Те, кто жил настоящей музыкой, чувствовали свою невостребованность.Те, кто вовремя сообразил, что происходит, и осознал, что каждый уже должен заботиться сам о себе, пошли вперед, хоть и с опозданием. Ценности то стремительно менялись, потребности тоже. Да и новое поколение музыкантов взяло штурмом сцену, и их было много, и они были разные, и действовали они очень по-быстрому. Куда им лезть опять? Да и публика, конечно, меняется. И даже сейчас, когда все утряслось, и многие вещи стали на свои места, и на сцене нашлось место и для тех артистов, они еще не слишком рвутся. Они не согласны строить музыку математически и автоматически. Они еще чувствуют и ищут гармонию. Я думаю, в скором времени несколько из них вернутся на сцену. И наше золотое поколение еще даст о себе знать, во всяком случае, я очень на это надеюсь.
В этом им может помочь молодая гвардия во главе с Алексом, при поддержке департамента культуры примэрии, которая строит платформу для тех, кто дышит искусством.
– Еще о своих впечатлениях. Тут названы персонажи, и у меня складывается колоритная картинка – крутейшая интернациональная тусовка талантливых людей – евреев, молдаван, русских, кого-то, возможно, еще. Время было такое. Сегодня тусовки разделены – я сужу по журналисткой среде, писательской, актерской. Ты вовлечена в сегодняшнюю музыкальную жизнь. Как тебе кажется, национальный вопрос сегодня стоит острее? Или истинно талантливые люди объединяются, невзирая на все попытки нас столкнуть?
– Я, в принципе, не наблюдала разделения музыкантов по национальности, хотя знаю, что есть группы, где играют либо молдаване, либо русские. Но они довольно часто общаются между собой. Для хорошего музыканта не важна национальность, по-моему.
Это если говорить про музыкантов. Если же речь идет об исполнителях, то в какой-то момент, казалось, что у русскоязычных исполнителей свои тусовки, корпоративы, у них свой рынок, но это, по-моему, только иллюзия, или все происходит в таких мелких событиях, что о них даже не стоит говорить.
– По мере погружения в материал, были какие-либо сюрпризы? Открытия? Потрясения, может быть, неприятные?
– Архивов не было достаточно – это, как я уже говорила, было очень неприятно. Грустно было и резать, как капусту, материал, потому что не можешь же делать кино длиной в три-четыре часа. Наши герои рассказывали удивительные вещи, столько всего интересного, что даже не верилось в некоторые вещи.
Иной раз мозг взрывался! Мне кажется, им повезло, несмотря ни на что: у них была свобода мышления, и это было самое главное.

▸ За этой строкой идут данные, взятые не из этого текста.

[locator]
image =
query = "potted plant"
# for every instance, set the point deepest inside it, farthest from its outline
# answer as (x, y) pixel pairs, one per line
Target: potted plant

– Как тебе кажется, этот твой фильм – он сделал кого-то счастливым? (я не о глобальном счастье, ты же понимаешь… а о том, что кого-то, забытого, посадили перед камерой, и тем самым, дали почувствовать свою значимость?)
– Мне казалось, что весь зал плакал от радости, сильных эмоций. Это и есть счастье, пусть только на два часа.
– Насколько я поняла, на финише ты уже сутками напролет работала, отказавшись почти от сна. Почему под конец такие сверхъестественные усилия? Не укладывались в сроки?
– НЕ было каких-то конкретных жестких сроков. Вроде спешить особо сильно и не нужно было, но так как процесс был долгий и тяжелый, и все уже подходило к финалу, когда, наконец, я села за монтаж, я подумала, что, вот, сегодня, я закончу фильм… Свет в конце туннеля манит, идешь и идешь к нему и забываешь обо всем. Просто не можешь прерваться и уйти. Думала, справлюсь за 15-20 часов, а просидела двое суток. Голова уже плохо соображала, делала много ошибок, и давай после сна все исправлять… Так я редактировала несколько раз. А перед самой премьерой пришлось переделать звук и свет, с учетом технических возможностей Одеона. Это казалось нереальным, и опять двое суток без сна, чтобы в итоге взять на показ не последний вариант фильма, а перепутать его с вариантом трех-недельной давности. Боже, какой ужас я испытала, когда осознала это. Понятия не имею, как я так умудрилась?! Этот кошмар, наверное, еще раз уже бы не пережила…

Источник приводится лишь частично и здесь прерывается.